Nous avions à cœur de partager une expérience un peu à contre-courant de ce que nous faisons généralement dans les transformations agiles depuis quelques années.

En effet, dans les grosses organisations ces transformations agiles sont souvent à l’initiative et portées par les DSI. Ainsi, à un moment donné se pose logiquement la question de mettre en mouvement les métiers pour les embarquer dans le changement de façon de travailler, qui est déjà souvent bien démarré côté DSI.

Dans notre contexte, l’élan de la transformation vient d’un besoin de mieux collaborer entre les acteurs projets répartis dans les différents silos de l’organisation. Ce besoin a été exprimé par les collaborateurs eux-mêmes dans une enquête de satisfaction interne et entendu au plus haut niveau de la direction.

Quelles étaient les hypothèses de départ ?

L’hypothèse principale est que la combinaison de l’amélioration de la collaboration des acteurs et du focus sur la partie amont des projets permettra de résoudre, au moins en partie, la problématique.

L’amélioration de la collaboration des acteurs doit permettre une meilleure complétude des travaux à mener, un meilleur alignement et une meilleure qualité basée sur l’intelligence collective

Le focus sur l’amont des projets et dans notre cas sur le cadrage, partait de l’hypothèse que le cadrage donne l’impulsion et la direction globale du projet.

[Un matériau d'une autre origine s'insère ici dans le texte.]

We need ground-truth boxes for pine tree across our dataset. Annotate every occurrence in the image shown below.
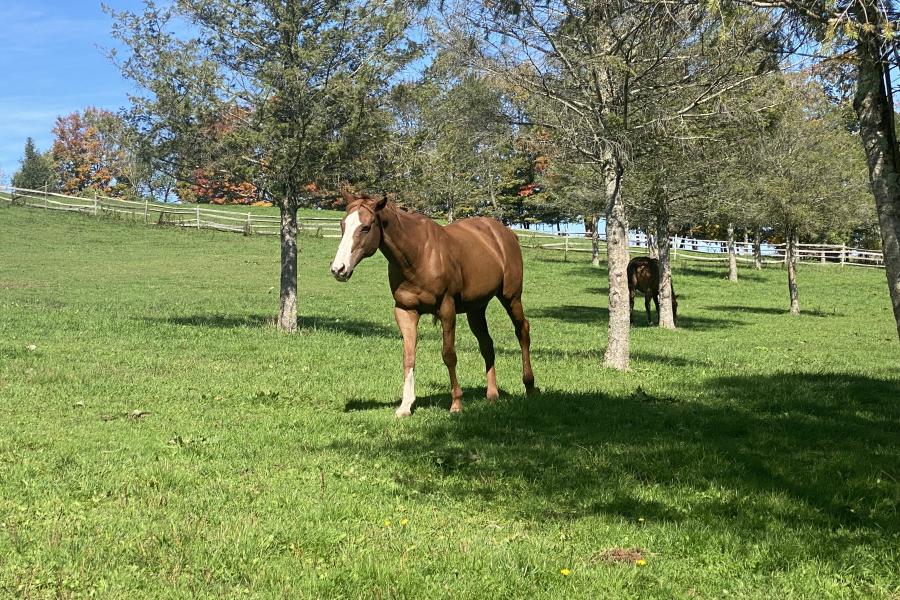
[12,138,56,190]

Donc investir pour obtenir un meilleur résultat sur cette phase, apportera tout au long du projet.

Le croisement de ces deux leviers: “qui” et “comment” (les acteurs dans la collaboration) et “quoi” (le cadrage) est donc la combinaison choisie pour entamer cette transformation.

Concrètement, en quoi consiste l’agilisation du cadrage de projet ?

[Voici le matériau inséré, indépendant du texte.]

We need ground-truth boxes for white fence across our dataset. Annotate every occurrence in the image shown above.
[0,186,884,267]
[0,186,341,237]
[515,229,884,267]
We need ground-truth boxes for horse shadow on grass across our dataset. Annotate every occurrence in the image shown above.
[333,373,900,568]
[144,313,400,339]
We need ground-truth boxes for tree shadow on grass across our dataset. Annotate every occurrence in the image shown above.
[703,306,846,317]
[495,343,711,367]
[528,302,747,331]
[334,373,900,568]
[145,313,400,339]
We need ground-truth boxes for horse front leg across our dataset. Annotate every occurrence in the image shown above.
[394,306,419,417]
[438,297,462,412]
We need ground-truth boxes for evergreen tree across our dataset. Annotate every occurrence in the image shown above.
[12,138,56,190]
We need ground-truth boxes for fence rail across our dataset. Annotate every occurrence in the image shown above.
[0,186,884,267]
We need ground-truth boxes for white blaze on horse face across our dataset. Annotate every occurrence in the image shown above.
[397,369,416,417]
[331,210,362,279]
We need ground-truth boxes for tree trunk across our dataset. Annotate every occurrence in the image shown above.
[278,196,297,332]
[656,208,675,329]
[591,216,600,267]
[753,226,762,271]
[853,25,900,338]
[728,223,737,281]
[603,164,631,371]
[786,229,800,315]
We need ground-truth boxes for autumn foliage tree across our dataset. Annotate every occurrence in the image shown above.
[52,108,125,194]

Dans notre contexte, cette agilisation du cadrage consiste avant tout à favoriser les interactions entres les différents acteurs projet qui, organisationnellement, sont dans des directions différentes de l’entreprise.

Traditionnellement, la collaboration s’opère en étoile. C’est-à-dire en multipliant les échanges en un à un, oralement ou par mail, ce qui a pour conséquence d’entretenir les zones de flou et rend très difficile l’alignement d’un collectif. 

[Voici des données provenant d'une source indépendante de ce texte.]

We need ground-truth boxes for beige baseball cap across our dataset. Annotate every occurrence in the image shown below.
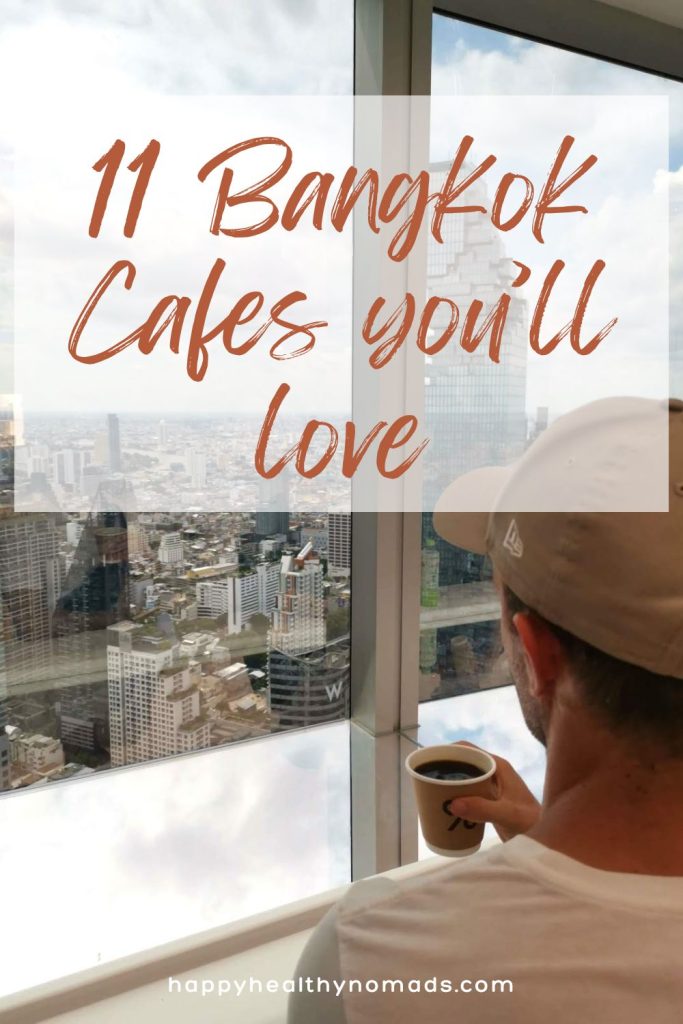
[434,398,683,679]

Notre premier axe de travail est donc d’opérer un changement dans le fonctionnement de l’équipe en apportant des principes et des pratiques issues de l’agilité, notamment l’apprentissage de la transparence. 

Nous accompagnons donc l’équipe à utiliser un management visuel, incluant un kanban, pour partager à tout moment la progression des activités du cadrage en cours et à se synchroniser, autour de ces informations, lors de moments collectifs dédiés, l’équivalent des rituels agiles.

Dans notre expérience d’agilisation des cadrages, on influe également sur 2 choses qui sont fortement liées: le décentrage de la gestion de l’incertitude et du risque de l’individu vers le collectif et le pilotage par la valeur.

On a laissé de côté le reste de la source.